Respecting Seniors Beyond Senior’s Week
The first week in June every year is Senior’s Week in British Columbia. As proclaimed by the province, one of the purposes of Senior’s Week is to recognize that “seniors are a diverse population within a society that supports its members throughout the life continuum, and recognizes individual rights to dignity, respect, autonomy, and choice.”
This recognition is more important now than at any time since the proclamation of this week almost two decades ago. In the past 15 months, our most vulnerable seniors living in long-term care homes across the province have borne the brunt of COVID-19.
As the restrictions around COVID-19 begin to lift and as we realize the toll that COVID-19 has taken on our seniors, it is high time that we redouble our efforts to recognize and care for our seniors in meaningful ways. We can do this as individuals by visiting elderly relatives, helping our elderly neighbour with their yard work, or simply showing special concern for the seniors that we pass by in the grocery store.

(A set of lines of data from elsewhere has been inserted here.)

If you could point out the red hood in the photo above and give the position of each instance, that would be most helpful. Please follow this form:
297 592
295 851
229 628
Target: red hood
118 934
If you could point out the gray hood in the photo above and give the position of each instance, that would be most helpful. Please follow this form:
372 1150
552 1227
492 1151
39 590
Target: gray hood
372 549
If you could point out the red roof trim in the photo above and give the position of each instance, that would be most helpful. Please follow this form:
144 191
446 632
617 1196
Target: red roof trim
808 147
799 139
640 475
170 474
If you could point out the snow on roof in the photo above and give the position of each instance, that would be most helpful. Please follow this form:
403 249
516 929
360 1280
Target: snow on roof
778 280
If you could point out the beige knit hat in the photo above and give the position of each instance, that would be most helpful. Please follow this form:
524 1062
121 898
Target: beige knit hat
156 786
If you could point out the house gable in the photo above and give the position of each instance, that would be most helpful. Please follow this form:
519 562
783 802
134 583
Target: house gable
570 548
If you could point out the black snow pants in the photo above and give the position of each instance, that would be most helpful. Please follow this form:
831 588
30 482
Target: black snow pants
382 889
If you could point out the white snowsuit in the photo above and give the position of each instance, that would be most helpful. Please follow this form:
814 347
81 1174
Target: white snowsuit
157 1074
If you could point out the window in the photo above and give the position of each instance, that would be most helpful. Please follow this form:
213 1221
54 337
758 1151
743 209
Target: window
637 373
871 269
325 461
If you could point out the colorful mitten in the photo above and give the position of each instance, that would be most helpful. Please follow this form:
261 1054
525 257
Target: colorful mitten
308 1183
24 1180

But we must do this as a society as well by recognizing the essential nature of informal caregiving and by respecting choice in long-term care.
Late last year, an NDP MPP in Ontario introduced the “More Than a Visitor Act” in the Ontario Legislature. This legislation would recognize the indispensable physical, emotional, mental, and spiritual care that family members, neighbours, and friends provide to seniors in long-term care. It would allow informal caregivers to continue their caregiving role throughout an emergency or pandemic, times in which seniors stand in greatest need of care. The BC Seniors’ Advocate is calling for similar legislation.
Such legislation, if it had been in place before COVID-19, would have ensured that seniors were better cared for throughout of the pandemic. Instead, they were isolated from friends and family for months on end while long-term care staff struggled to keep up and dealt with systemic burnout. British Columbia would do well to introduce legislation ensuring visitor access to long-term care if it really intends to “support its members throughout the life continuum.”
The government of British Columbia should also give greater recognition to the diversity of long-term care homes in our province. In his bid to be re-elected as premier in 2020, John Horgan stated that his goal would be to transition to a fully public system of long-term care. Although likely rooted in good intentions to improve long-term care outcomes, this plan fails to recognize the excellent work of many private institutions and violates the principles of autonomy and choice Senior’s Week is meant to promote.
Thousands of seniors in British Columbia choose a private long-term care home for a variety of reasons. Some long-term care homes specialize in providing culturally appropriate care to Indigenous seniors. In my home community of Abbotsford, faith groups have started long-term care homes such as Menno Home to ensure that seniors and their families can receive care from an explicitly Christian perspective. Transitioning to an exclusively public system of long-term care prevents seniors from accessing such culturally or religiously appropriate care that many seniors desire. Our government and our society must promote choice in long-term care.
We all have a part to play in celebrating and caring for our seniors. Let’s do our best to ensure that care for seniors is done right as we move past Senior’s Week for another year and strive to make tangible improvements for the months and years to come.
Levi Minderhoud is the British Columbia Manager for the Association for Reformed Political Action (ARPA) Canada.